Cross-board dependencies is the share of active work items on a board that are blocked by, or waiting on, work owned on a different board. If a board has 40 active items and 12 of them cannot move until another team ships something, the cross-board dependency rate is 30 per cent. The metric answers a simple question that burndown charts hide: how much of this team delivery actually sits in someone else hands.

Dependencies are normal. A platform team builds the API, a product team consumes it. The risk is not that dependencies exist, it is that they go uncounted. When a dependency lives only as a comment on a ticket, nobody owns the link and nobody is warned when the upstream item slips. Measuring cross-board dependencies turns those informal handoffs into a number you can track, so a board that quietly accumulates external blockers shows up before the sprint review, not during it.

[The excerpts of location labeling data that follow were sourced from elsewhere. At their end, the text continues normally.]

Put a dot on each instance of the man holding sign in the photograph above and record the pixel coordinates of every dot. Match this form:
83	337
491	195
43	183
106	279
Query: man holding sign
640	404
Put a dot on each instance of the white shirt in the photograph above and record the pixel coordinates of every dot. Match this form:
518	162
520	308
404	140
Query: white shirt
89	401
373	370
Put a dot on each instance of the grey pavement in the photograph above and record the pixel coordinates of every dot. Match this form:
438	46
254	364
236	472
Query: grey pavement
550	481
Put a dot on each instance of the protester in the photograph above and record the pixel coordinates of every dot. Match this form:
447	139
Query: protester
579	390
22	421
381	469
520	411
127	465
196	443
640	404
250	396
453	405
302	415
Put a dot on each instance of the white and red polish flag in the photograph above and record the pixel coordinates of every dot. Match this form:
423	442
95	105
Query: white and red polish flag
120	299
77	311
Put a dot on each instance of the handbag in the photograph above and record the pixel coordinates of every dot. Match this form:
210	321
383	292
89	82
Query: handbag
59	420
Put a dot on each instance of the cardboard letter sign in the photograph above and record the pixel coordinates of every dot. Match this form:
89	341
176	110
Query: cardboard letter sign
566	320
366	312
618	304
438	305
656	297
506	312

The metric is most useful when read alongside delivery flow. A high cross-board dependency rate paired with a rising cycle time tells you that external waiting, not internal effort, is what is slowing the team down. A low rate on a board that still misses dates points the investigation back inside the team instead.

Count a dependency only when the blocked item genuinely cannot progress without the upstream item. A nice-to-have reference to another team work is not a dependency. Counting soft links inflates the rate and trains people to ignore it.

How to calculate cross-board dependencies

The headline rate divides items that depend on another board by total active items. To make it actionable, capture each dependency as an explicit link with a direction and an owner, not as free text. The inputs below are what you need to record before the rate means anything.

  1. 1

    Total active items

    Every in-progress and ready-to-start item on the board. Done and backlog items sit outside the denominator because they are not currently at risk of being blocked.

  2. 2

    Blocking dependency count

    The number of active items that have at least one open link to an item on a different board. An item with three external blockers still counts once towards the rate, though you track all three for resolution.

  3. 3

    Dependency direction

    Whether this board is waiting on another (inbound) or another board is waiting on it (outbound). Inbound links threaten this board dates. Outbound links mean this board is on someone else critical path.

  4. 4

    Dependency age

    How long each link has been open. A dependency that has sat unresolved for three weeks is a different risk from one raised yesterday, even though both count the same in the headline rate.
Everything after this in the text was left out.